Mozilla is on a mission to make encryption on the Web ubiquitous, but the cost could prove too high to pay. In a blog post made last week, Firefox Security Lead Richard Barnes declared that Mozilla would be “setting a date after which all new features [in Firefox] will be available only to secure websites.”

Without a secure connection, some features in Firefox would be disabled entirely, “especially features that pose risks to users’ security and privacy.”

 

After a robust discussion , Mozilla is committing to focus new development efforts on the secure web, and start removing capabilities from the non-secure web.  There are two broad elements of this plan:

  1. Setting a date after which all new features will be available only to secure websites
  2. Gradually phasing out access to browser features for non-secure websites, especially features that pose risks to users’ security and privacy.

 

The date in question hasn’t been set, and debate still lingers about the feature set, especially what constitutes a “new” feature. Barnes noted this could mean “features that cannot be polyfilled”– features that couldn’t be emulated by way of JavaScript shims.
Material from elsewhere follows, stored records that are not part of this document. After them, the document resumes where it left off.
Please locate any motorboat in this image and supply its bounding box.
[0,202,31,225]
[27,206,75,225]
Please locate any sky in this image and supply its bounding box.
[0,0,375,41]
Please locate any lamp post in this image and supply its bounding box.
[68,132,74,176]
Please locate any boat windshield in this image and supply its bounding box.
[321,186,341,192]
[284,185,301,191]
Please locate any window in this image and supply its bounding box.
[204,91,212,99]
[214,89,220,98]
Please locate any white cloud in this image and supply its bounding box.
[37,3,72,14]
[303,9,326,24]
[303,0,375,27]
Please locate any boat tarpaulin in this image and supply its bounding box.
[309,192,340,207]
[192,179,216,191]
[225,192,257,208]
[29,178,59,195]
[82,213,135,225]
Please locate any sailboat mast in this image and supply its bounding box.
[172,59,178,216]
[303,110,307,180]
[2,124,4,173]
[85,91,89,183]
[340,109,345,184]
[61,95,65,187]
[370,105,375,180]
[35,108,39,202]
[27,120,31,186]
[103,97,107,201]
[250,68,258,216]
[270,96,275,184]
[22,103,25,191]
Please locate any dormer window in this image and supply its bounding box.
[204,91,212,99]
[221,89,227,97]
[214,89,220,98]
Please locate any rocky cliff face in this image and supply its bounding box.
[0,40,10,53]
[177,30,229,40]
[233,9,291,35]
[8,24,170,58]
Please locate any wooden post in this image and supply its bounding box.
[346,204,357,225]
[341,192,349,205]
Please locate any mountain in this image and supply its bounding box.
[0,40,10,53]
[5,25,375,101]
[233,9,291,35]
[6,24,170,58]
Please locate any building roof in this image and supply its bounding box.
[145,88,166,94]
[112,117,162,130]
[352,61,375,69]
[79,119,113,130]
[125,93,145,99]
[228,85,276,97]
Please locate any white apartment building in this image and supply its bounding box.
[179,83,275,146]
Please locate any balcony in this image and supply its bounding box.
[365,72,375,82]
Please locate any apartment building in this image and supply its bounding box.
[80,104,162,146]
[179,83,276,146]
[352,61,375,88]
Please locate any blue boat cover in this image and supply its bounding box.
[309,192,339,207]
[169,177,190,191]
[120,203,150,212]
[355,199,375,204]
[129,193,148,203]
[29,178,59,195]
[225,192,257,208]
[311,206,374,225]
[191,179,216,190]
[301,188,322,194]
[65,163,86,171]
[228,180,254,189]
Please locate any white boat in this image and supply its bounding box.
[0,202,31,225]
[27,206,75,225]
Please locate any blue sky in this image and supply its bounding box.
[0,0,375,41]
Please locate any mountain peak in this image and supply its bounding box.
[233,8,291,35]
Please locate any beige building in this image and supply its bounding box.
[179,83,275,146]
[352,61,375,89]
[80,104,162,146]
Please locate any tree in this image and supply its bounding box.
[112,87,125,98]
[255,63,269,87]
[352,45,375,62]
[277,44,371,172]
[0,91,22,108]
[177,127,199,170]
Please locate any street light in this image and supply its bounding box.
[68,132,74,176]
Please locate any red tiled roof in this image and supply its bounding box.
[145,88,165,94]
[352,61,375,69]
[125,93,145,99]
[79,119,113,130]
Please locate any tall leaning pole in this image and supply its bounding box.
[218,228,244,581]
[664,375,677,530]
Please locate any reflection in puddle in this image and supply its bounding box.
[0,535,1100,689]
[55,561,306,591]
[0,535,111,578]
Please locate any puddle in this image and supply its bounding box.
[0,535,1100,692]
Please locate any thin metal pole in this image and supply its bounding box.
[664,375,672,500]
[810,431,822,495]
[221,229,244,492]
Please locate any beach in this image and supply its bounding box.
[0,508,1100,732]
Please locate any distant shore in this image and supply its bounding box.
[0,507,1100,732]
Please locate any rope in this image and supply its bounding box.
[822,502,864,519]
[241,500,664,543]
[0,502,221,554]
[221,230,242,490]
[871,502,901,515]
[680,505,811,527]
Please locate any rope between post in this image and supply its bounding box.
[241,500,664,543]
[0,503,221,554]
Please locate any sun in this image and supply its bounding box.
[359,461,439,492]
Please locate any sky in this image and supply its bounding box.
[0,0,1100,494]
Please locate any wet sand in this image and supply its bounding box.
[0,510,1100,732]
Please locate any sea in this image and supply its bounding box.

This might include “access to new hardware capabilities,” such as future varieties of sensors not yet exposed through HTML5 APIs.

 

Why embark on such a radical plan? Mozilla’s recent history provides a broad hint.Back in November, Mozilla announced co-sponsorship of a certificate authority,Let’s Encrypt. But even with a solution like Let’s Encrypt readily available, developers would need a lot of concessions before they would feel comfortable with it. Hope to have best from Mozilla.